As you are probably aware, sexual abuse can distort a child’s interest and curiosity.  Although not all interest in sex is a sign of pathology, in the same way not all interest in sex is normal and natural.  Therefore you as the parent must distinguish between healthy and unhealthy interests along with thoughts, feelings and sexual behavior.  Fortunately there are some resources in this area.  One is my own measure called the Inappropriate Sexual Behavior Scale, which can be found in my book Raising Children Who Refuse To Be Raised (Ziegler, 2000). Another resource is the booklet Understanding Children’s Sexual Behaviors (Cavanaugh Johnson, 2004). Both resources can help you distinguish from a wide range of healthy and unhealthy sexual themes in children.

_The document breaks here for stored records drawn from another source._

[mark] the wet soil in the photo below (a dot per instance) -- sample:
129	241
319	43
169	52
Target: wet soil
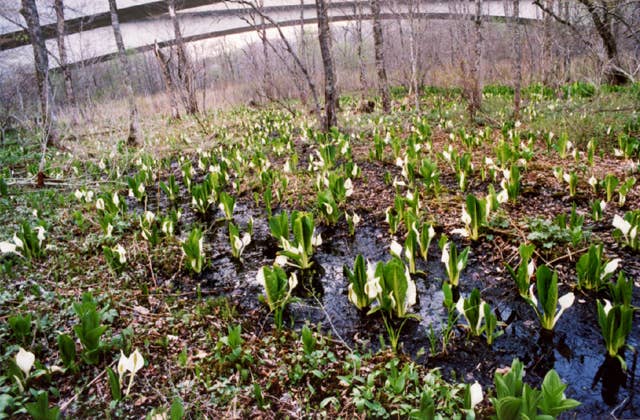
576	350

Example of unhealthy themes that point to concern are the following: preoccupation with sex, sex play with much younger children, precocious knowledge beyond the child’s age, unusual sexual interests, drive to act out sexually, sex play that has a negative impact on other children, seeing others as sex objects, violating the rights and boundaries of others,  adult-like sexual activity, directing sexual behavior toward adults, sexual activity with animals, the use of sex to hurt others, bribery, threats, force to engage other children in sex play (Cavanaugh Johnson, 2004).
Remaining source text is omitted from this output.